Suppose a statute defined some conduct as wrongful and authorized private actors to incarcerate offenders in, say, private prisons. The sanction of incarceration is clearly a criminal one. Does the fact that the statute asks private actors to carry out the sanction negate the “criminal” label? I think not. Perhaps one response is that the sanction is not criminal, but that such a statute cannot stand—because, roughly, the legislature cannot delegate to private parties essential “criminal” functions. That formal answer is welcome—because it would still mean SB 8’s $10,000 sanction is invalid. There’s more to say here, and I intend to say it, but in the interest of brevity, my principal point is that the SB8 sanction looks criminal, talks criminal, and walks criminal.
So, what comes of all this? A lot. Setting aside the difficult question of whether private parties can legally pursue criminal sanctions, and assuming that private parties are properly deputized to pursue the criminal sanction of SB 8, the fact that it is a criminal sanction means that defendants should have criminal procedure protections. Principally, cases against them must be proved beyond a reasonable doubt. Further, they should be entitled to plead the Fifth, without adverse inference. (They should also be entitled to indigent counsel, but if there is $10,000 to sue for, perhaps that won’t come up as much.)
Then, there’s the question of jury trial. Peter Salib and I argued here, here, and here that jury nullification may be a potent way of negating abortion prosecutions. But, as Professor Dorf observed, that avenue may be blocked in civil suits, because of the possibility of summary judgment. However, Article I, Section 10 of the Texas Constitution gives criminal defendants the right to jury trial. Thus, if SB 8 imposes a criminal sanction, then the defendant may have an absolute right to a jury trial in Texas.
The U.S. Constitution is murkier. In Blanton v. City of No. Las Vegas, 489 U.S. 538 (1989),and United States v. Nachtigal, 507 U.S. 1 (1993), the Court rejected claims that crimes with penalties of $1,000 and $5,000, respectively, were “serious offenses” to which the jury trial would attach[2]. But both cases recognized that there might be a “rare situation where a legislature packs an offense it deems ‘serious’ with onerous penalties that nonetheless ‘do not puncture the 6–month incarceration line.’” Here, there is an argument that the legislature intended to do exactly that, precisely because it was disallowed from imposing incarceration at the time of the Act’s passage.
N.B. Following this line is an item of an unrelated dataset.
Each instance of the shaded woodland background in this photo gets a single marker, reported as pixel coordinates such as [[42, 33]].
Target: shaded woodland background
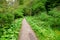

If that argument works, SB 8 defendants may have a federal constitutional right to a jury trial as well[3].
Lastly, this argument about purportedly civil sanctions actually being criminal ones—and thus requiring further criminal protections—has potentially broader reach. It may also mean that defendants facing punitive damages and other types of noncompensatory government civil sanction are entitled to the suite of protections of our constitutional criminal procedure.
Guha Krishnamurthi is an Associate Professor at the University of Oklahoma College of Law.
Thanks to Michael Dorf, Charanya Krishnaswami, Alex Platt, and Peter Salib for insightful comments.
[1] 522 U.S. 93 (1997).
[2] Nachtigal was in 1993 and the inflation calculator says that $5,000 in 1993 is equivalent to over $10,200 today.
[3] Moreover, setting aside summary judgment, Texas does not require unanimous verdicts for civil proceedings, but criminal proceedings do require unanimous verdicts (per Texas statute and the Supreme Court’s recent holding in Ramos). That too makes a substantial difference, especially in terms of nullification.